Pernyataan yang dikeluarkan Depkeu menuduh Hongkong Electronics, berlokasi di Kish Island Iran Selatan, mengirim dana jutaan dolar yang terkait dengan pengembangan nuklir dari Iran ke Korea Utara.
Depkeu mengklaim bahwa sejak tahun 2007 Hongkong Electronics telah mengirim dana atas nama Tanchon Commercial Bank Korea Utara dan Korea Mining Development Trading Company (KOMID).

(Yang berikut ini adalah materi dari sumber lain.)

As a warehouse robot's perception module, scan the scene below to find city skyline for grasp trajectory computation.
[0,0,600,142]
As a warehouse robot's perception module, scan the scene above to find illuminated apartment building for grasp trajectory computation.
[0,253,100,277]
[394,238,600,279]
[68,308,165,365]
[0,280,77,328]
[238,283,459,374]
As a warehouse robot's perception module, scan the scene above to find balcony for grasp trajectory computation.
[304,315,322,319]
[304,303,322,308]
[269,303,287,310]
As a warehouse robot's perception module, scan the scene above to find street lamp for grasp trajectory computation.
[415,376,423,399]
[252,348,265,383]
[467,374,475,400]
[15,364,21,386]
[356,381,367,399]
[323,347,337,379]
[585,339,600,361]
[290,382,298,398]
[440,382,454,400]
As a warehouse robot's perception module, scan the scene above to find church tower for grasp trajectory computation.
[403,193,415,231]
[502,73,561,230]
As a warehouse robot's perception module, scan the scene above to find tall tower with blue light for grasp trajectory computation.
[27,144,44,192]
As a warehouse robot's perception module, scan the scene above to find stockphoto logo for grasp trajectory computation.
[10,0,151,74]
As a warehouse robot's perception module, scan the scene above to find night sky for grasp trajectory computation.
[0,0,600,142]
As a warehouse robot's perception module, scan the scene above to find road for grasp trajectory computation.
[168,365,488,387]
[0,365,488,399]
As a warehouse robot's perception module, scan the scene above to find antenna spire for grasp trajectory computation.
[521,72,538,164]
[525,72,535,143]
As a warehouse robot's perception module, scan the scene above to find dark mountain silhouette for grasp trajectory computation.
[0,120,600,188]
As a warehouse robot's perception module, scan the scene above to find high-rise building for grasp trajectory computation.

“Korea Utara memanfatkan perusahaan-perusahaan terdepan seperti Hongkong Electronics dan serangkaian praktik penipuan lainnya untuk menutupi transaksi keuangannya yang sebenarnya., menjadikannya mustahil bagi bank yang bertanggung jawab dan pemerintah untuk membedakan mana yang legitimate dan tidak legitimate dari transaksi Korea Utara,” ujar Stuart Levey, Undersecretary of Treasury for Terrorism and Financial Intelligence.
Sedangkan Namchongang digambarkan oleh Deplu sebagai sebuah “perusahaan yang berhubungan dengan nuklir” yang berbasis di Pyongyang, ibukota Korea Utara.
Tanchon yang berbasis di Pyongyang adalah cabang finansial dari KOMID, penjual senjata Korea Utara yang terdahulu dan eksporter utama peralatan yang terkait dengan rudal balistik dan senjata konvensional.
Pernyataan dari Depkeu juga menuduh Tanchon memiliki “hubungan aktif” dengan berbagai cabang bank Sepah Iran, yang berada dalam sanksi PBB karena menyediakan layanan finansial terhadap program rudal Iran.
Washington sendiri memasukkan Sepah ke dalam daftar hitam sejak tahun 2007, menuduhnya memiliki peran kunci dalam membiayai pengembangan senjata pemusnah masal.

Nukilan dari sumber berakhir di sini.